Gebt mir ein Auto!!!

Am 30. September 2009 hatte ich einen krassen Schwindelanfall. Oberarzt Pfiffig diagnostizierte ihn später stolz als Tumarkin-Attacke - ohne natürlich ein Mittel zu kennen, das weitere verhindern könnte. Seither habe ich kein Autosteuer mehr berührt.

Ich habe das Autofahren nicht vermisst. Ich lebe ja in einem Land mit einem gut ausgebauten öffentlichen Verkehr.

Aber dann passierte es. Ausgerechnet in einem öffentlichen Verkehrsmittel.


(Das Bild habe ich bei flickr abgekupfert, den jungen Mann darauf kenne ich nicht).

Das ist der Tellbus, ein famoses, zweistöckiges Fahrzeug. Er ist ein Pendlerbus, der morgens und abends Altdorf und Luzern verbindet. Neulich machte ich einen Ausflug im Tellbus - mit meinem Gottenbuben Tim (6), der ein Fan doppelstöckiger Busse ist. Natürlich sassen wir oben ganz vorne. Dafür sorgte Gotte Frogg, die das Drängeln im Bus bei alten Weibern in Griechenland abgeguckt hat. Alte Weiber in Griechenland können drängeln wie sonst niemand in Europa.

Und natürlich versuchte ich klein Tim auf der Fahrt zum Telldenkmal auch ein bisschen Tell-Mythologie zu vermitteln. Aber das war hoffnungslos. Das Bild vom armen Walterli mit dem Apfel auf dem Kopf verblasste neben Tims Begeisterung über die Autobahn. "Schau, der Bus überholt einen Lastwagen!" quietschte er zwischen Buochs und Beckenried begeistert. Einer der Momente, die er wohl noch lange nicht vergisst.
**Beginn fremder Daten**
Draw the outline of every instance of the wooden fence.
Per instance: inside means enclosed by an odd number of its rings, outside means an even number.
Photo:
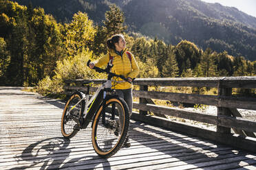
[[[67,80],[64,88],[67,92],[78,89],[85,90],[86,88],[81,86],[83,81],[84,80]],[[93,81],[97,84],[105,80]],[[237,110],[237,108],[256,110],[256,97],[241,97],[232,94],[232,90],[235,88],[255,90],[255,76],[142,78],[136,79],[134,85],[139,86],[136,88],[136,89],[139,88],[138,90],[133,91],[134,97],[139,98],[139,102],[134,102],[134,108],[138,110],[139,112],[134,112],[131,119],[256,152],[256,137],[254,133],[256,132],[256,121],[243,118]],[[217,93],[215,95],[176,93],[153,90],[151,90],[153,89],[151,88],[151,86],[157,87],[155,88],[156,89],[166,86],[178,86],[180,88],[180,87],[215,88]],[[92,88],[92,91],[95,89],[96,88]],[[217,115],[198,111],[188,111],[177,107],[158,106],[153,102],[152,99],[182,104],[214,106],[217,108]],[[147,114],[149,112],[153,112],[154,115]],[[214,125],[216,126],[216,130],[207,130],[182,122],[171,121],[166,118],[166,115]]]

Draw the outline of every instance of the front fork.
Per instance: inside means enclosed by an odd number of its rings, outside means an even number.
[[[109,89],[110,90],[110,89]],[[108,126],[106,123],[106,102],[107,102],[107,91],[104,90],[103,92],[103,110],[102,110],[102,123],[105,126]],[[111,120],[114,121],[115,119],[115,110],[116,110],[116,104],[113,104],[111,108]],[[108,123],[108,124],[109,122]]]

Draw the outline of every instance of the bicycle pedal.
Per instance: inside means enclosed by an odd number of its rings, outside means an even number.
[[[81,129],[81,128],[79,127],[79,126],[78,126],[78,125],[75,125],[74,126],[74,130],[76,130],[76,131],[79,131],[80,129]]]

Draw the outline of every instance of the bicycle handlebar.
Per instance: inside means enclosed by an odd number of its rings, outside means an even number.
[[[90,63],[91,63],[91,60],[89,60],[87,63],[87,66],[89,66],[89,64]],[[123,80],[131,84],[131,82],[129,82],[128,79],[125,78],[125,76],[123,76],[122,75],[117,75],[117,74],[111,73],[110,71],[108,71],[107,69],[100,69],[100,68],[99,68],[98,66],[94,66],[94,68],[92,68],[92,69],[94,69],[98,73],[105,73],[108,74],[109,75],[110,75],[111,77],[120,77]],[[133,79],[132,80],[134,81],[134,79]]]

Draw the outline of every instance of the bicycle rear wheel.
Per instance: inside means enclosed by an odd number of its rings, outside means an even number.
[[[111,98],[103,106],[93,122],[92,141],[95,151],[103,158],[115,154],[122,146],[127,135],[129,116],[127,104],[122,99]]]
[[[84,111],[85,101],[75,105],[81,99],[83,93],[76,92],[70,97],[65,106],[61,119],[61,134],[64,138],[71,138],[78,132],[78,118]]]

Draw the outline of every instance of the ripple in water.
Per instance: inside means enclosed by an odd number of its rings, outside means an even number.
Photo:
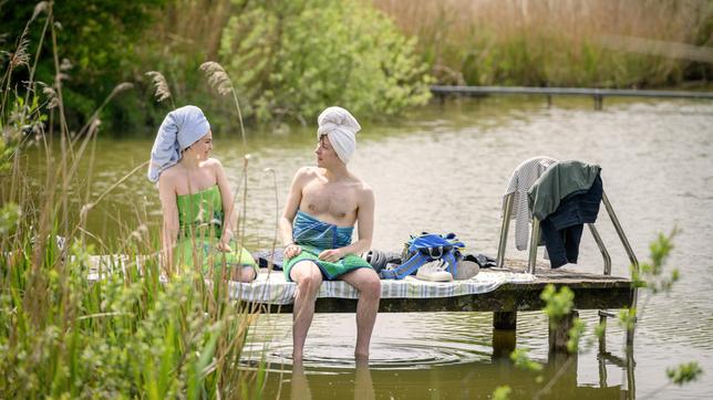
[[[342,372],[354,368],[353,346],[310,343],[304,350],[303,365],[319,368],[322,372]],[[292,345],[276,344],[264,350],[259,347],[246,351],[245,365],[256,367],[262,351],[268,370],[292,365]],[[393,340],[371,346],[370,369],[404,370],[427,369],[436,366],[469,364],[490,359],[490,349],[461,343],[425,343],[417,340]]]

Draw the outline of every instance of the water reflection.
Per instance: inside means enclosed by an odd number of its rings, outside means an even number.
[[[354,366],[353,390],[354,400],[371,400],[375,399],[374,383],[371,377],[371,369],[369,361],[356,360]],[[339,390],[349,390],[348,385],[339,385]],[[319,393],[321,398],[322,393]],[[296,362],[292,365],[292,381],[290,383],[290,398],[300,400],[312,400],[312,390],[310,389],[309,380],[304,373],[303,362]],[[342,398],[342,396],[340,396]]]
[[[608,328],[611,343],[606,351],[580,355],[577,383],[571,383],[571,377],[565,380],[574,388],[590,388],[572,389],[576,396],[586,390],[597,393],[599,386],[610,385],[590,398],[618,398],[624,390],[633,397],[633,388],[645,397],[659,390],[669,367],[699,360],[704,370],[713,370],[713,246],[706,244],[713,242],[712,126],[713,104],[704,102],[612,101],[599,113],[591,110],[589,99],[557,102],[550,109],[542,107],[541,99],[529,103],[515,97],[448,102],[395,122],[365,125],[353,168],[378,193],[374,244],[379,248],[400,249],[410,233],[427,230],[456,232],[474,249],[495,254],[502,193],[520,160],[548,154],[600,164],[607,193],[641,259],[655,232],[674,225],[683,230],[670,260],[682,276],[669,296],[651,298],[638,326],[638,386],[628,377],[633,368],[624,371],[622,366],[628,364],[612,358],[627,359],[620,350],[623,333],[616,326]],[[228,135],[216,137],[216,156],[237,188],[242,181],[244,150],[239,139]],[[256,129],[248,137],[248,152],[255,156],[248,173],[249,249],[272,244],[279,204],[297,168],[312,162],[306,149],[311,148],[313,138],[312,128],[283,135]],[[152,143],[153,137],[100,139],[92,199],[143,162]],[[22,164],[33,167],[41,157],[40,151],[30,152]],[[272,168],[275,176],[264,172],[266,168]],[[35,176],[39,187],[44,180],[41,173]],[[75,194],[71,200],[79,204],[84,192]],[[140,221],[147,220],[149,230],[157,232],[159,215],[156,188],[138,173],[97,204],[89,215],[87,231],[107,242],[128,242]],[[120,230],[123,225],[125,233]],[[599,233],[607,248],[614,249],[612,274],[624,276],[629,262],[609,227],[603,223]],[[582,242],[580,264],[571,269],[600,271],[601,255],[595,242]],[[510,250],[506,257],[526,256]],[[588,327],[597,323],[595,313],[582,312],[582,316]],[[285,324],[256,335],[256,347],[262,349],[267,340],[268,352],[278,354],[268,355],[273,366],[290,365],[279,356],[291,350],[290,323],[287,315]],[[312,352],[312,361],[304,371],[312,397],[350,398],[351,393],[339,388],[353,388],[355,378],[353,315],[317,315],[314,324],[306,349]],[[536,385],[535,376],[515,368],[507,354],[516,344],[530,348],[535,360],[547,362],[547,319],[537,313],[518,315],[516,340],[492,334],[487,314],[380,315],[370,367],[376,396],[476,398],[489,396],[498,385],[509,385],[514,398],[531,397],[544,383]],[[498,345],[503,350],[495,354],[493,345],[499,340],[504,341]],[[275,370],[270,376],[275,378]],[[629,388],[627,381],[632,389],[624,389]],[[266,398],[275,398],[280,387],[280,380],[270,382],[275,396]],[[561,398],[575,396],[566,388],[558,390],[567,393]],[[685,387],[671,387],[661,397],[706,398],[711,392],[713,379],[706,375]],[[289,391],[280,396],[287,397]]]

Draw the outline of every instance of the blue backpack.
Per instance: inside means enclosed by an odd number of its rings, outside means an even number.
[[[411,236],[411,240],[406,242],[405,255],[401,265],[382,270],[380,275],[384,280],[403,280],[423,264],[442,260],[448,265],[446,270],[455,276],[461,249],[464,248],[465,244],[454,233],[440,235],[424,232],[418,236]]]

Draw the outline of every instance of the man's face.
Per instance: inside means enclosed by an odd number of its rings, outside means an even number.
[[[329,168],[341,162],[327,135],[319,138],[314,154],[317,155],[317,166],[320,168]]]
[[[213,150],[213,133],[208,130],[204,137],[186,149],[185,155],[205,161],[210,157],[210,150]]]

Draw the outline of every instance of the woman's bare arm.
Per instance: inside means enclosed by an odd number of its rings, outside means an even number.
[[[176,203],[176,190],[173,180],[166,175],[158,179],[158,198],[164,215],[164,223],[161,230],[161,251],[164,271],[173,273],[173,249],[178,236],[178,204]]]
[[[294,221],[297,210],[300,208],[300,202],[302,201],[302,188],[304,187],[307,179],[309,179],[308,168],[300,168],[297,173],[294,173],[292,185],[290,186],[290,192],[287,194],[285,210],[282,211],[282,215],[278,222],[280,238],[285,245],[286,257],[293,257],[302,251],[300,246],[296,245],[292,241],[292,221]]]
[[[237,212],[235,199],[232,197],[232,191],[230,191],[230,183],[226,177],[225,170],[220,161],[213,159],[213,167],[216,172],[216,181],[218,183],[218,190],[220,191],[220,199],[223,201],[223,210],[225,217],[223,219],[223,234],[220,235],[219,248],[230,251],[228,243],[234,238],[235,232],[237,231]]]

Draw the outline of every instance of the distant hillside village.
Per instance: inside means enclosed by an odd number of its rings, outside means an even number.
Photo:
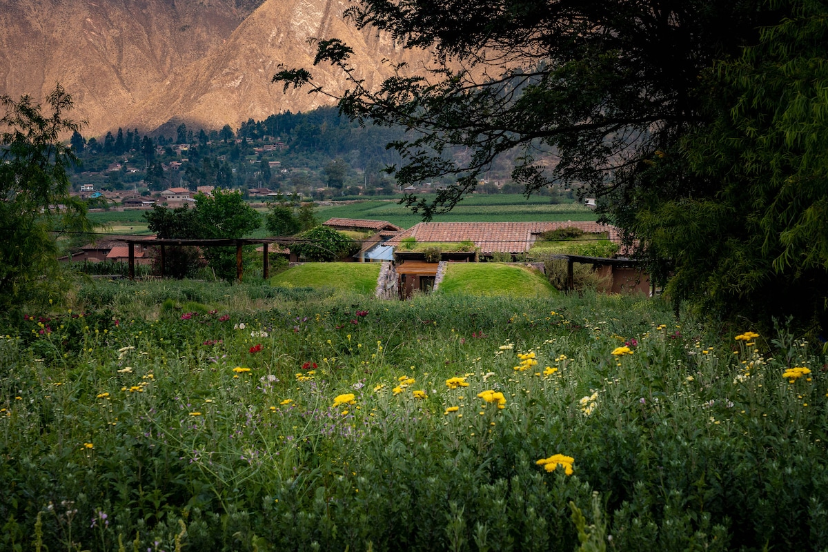
[[[385,146],[402,135],[394,128],[361,128],[326,108],[251,119],[238,130],[207,132],[181,123],[174,137],[119,128],[87,139],[75,132],[70,142],[80,162],[71,175],[73,192],[90,208],[148,209],[155,203],[183,204],[216,187],[238,190],[250,199],[281,193],[318,201],[427,194],[445,186],[447,180],[402,190],[383,170],[399,162]],[[510,161],[493,167],[476,191],[522,193],[523,187],[509,180]],[[551,201],[576,195],[571,190],[541,194]]]

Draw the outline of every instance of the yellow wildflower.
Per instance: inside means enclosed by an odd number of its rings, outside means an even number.
[[[344,393],[344,395],[338,395],[336,398],[334,399],[334,405],[331,408],[336,408],[339,405],[355,405],[356,397],[354,397],[354,393]]]
[[[791,383],[793,383],[802,376],[810,373],[811,370],[809,370],[808,368],[798,366],[792,368],[788,368],[787,370],[785,371],[785,372],[782,375],[782,377],[787,378],[788,382],[790,382]]]
[[[495,391],[491,389],[481,391],[477,394],[478,398],[483,399],[486,402],[496,402],[498,403],[498,408],[506,408],[506,397],[500,391]]]
[[[575,458],[571,456],[565,456],[564,454],[553,454],[548,458],[541,458],[535,463],[538,466],[543,466],[547,472],[554,472],[555,468],[559,465],[562,466],[564,468],[564,473],[566,475],[572,475],[572,463],[575,462]]]

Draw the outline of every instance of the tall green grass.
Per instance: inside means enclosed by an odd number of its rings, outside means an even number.
[[[557,293],[536,270],[496,262],[449,263],[438,293],[456,295],[549,297]]]
[[[278,274],[274,286],[340,290],[373,295],[379,276],[378,262],[308,262]]]
[[[54,308],[0,338],[3,550],[828,547],[826,359],[783,326],[187,281]]]

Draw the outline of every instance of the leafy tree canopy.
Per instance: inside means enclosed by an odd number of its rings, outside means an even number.
[[[336,38],[317,41],[315,64],[348,75],[342,113],[410,131],[390,144],[398,183],[456,175],[431,200],[406,197],[424,219],[518,148],[514,180],[603,198],[676,301],[826,329],[826,12],[820,0],[359,0],[356,26],[429,49],[435,68],[400,65],[369,89]],[[305,68],[273,80],[330,94]]]
[[[317,226],[299,234],[301,241],[291,244],[291,251],[306,261],[339,261],[355,252],[359,242],[328,226]]]
[[[60,85],[43,106],[0,95],[0,305],[33,303],[59,292],[57,238],[92,229],[84,203],[69,195],[76,161],[61,138],[79,129],[67,118],[71,97]]]

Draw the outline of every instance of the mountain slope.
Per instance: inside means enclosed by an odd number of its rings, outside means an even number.
[[[283,94],[281,63],[310,67],[310,36],[354,47],[368,83],[390,74],[383,58],[417,62],[389,40],[358,32],[337,0],[0,0],[0,94],[42,98],[60,82],[84,134],[166,122],[238,127],[248,118],[306,111],[322,97]],[[336,88],[343,75],[315,74]]]

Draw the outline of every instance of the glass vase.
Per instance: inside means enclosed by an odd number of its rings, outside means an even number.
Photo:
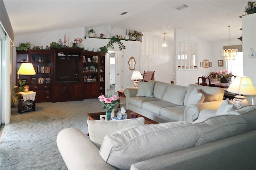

Ich verstand ihn ja so gut! Denn kaum hatte der Duft der A2 meine Geruchsnerven erreicht, erinnerte ich mich: Diese Strasse ist nicht irgendeine Autobahn. Es ist eine Strasse, die nach Gefahr und nach Glück, nach wildem Wetter, nach Bergen und nach dem Süden riecht. Riesige Laster kriechen auf ihr dem See entlang wie erschöpfte Dinosaurier. Einmal befuhr ich sie mit brandneuem Fahrausweis, ganz allein und geriet in einen heftigen Regenschauer. Ich hatte eine Auto, das ich nicht kannte. Ich hatte Lüftung nicht im Griff und die Scheibe lief an. Ich hatte 100 Sachen und sah plötzlich nur noch Nebel. Ich war verloren.

"Mach das Fenster auf!" zischte irgendeine innere Stimme. Ich kurbelte die Scheibe ein paar Zentimeter hinunter. Kalte Luft und Wasser wirbelten ins Auto. Dann sah ich den hellblauen Lastwagen vor mir wieder. Ich war gerettet.

Manchmal, nur manchmal, verstehe ich Menschen, die gerne Auto fahren.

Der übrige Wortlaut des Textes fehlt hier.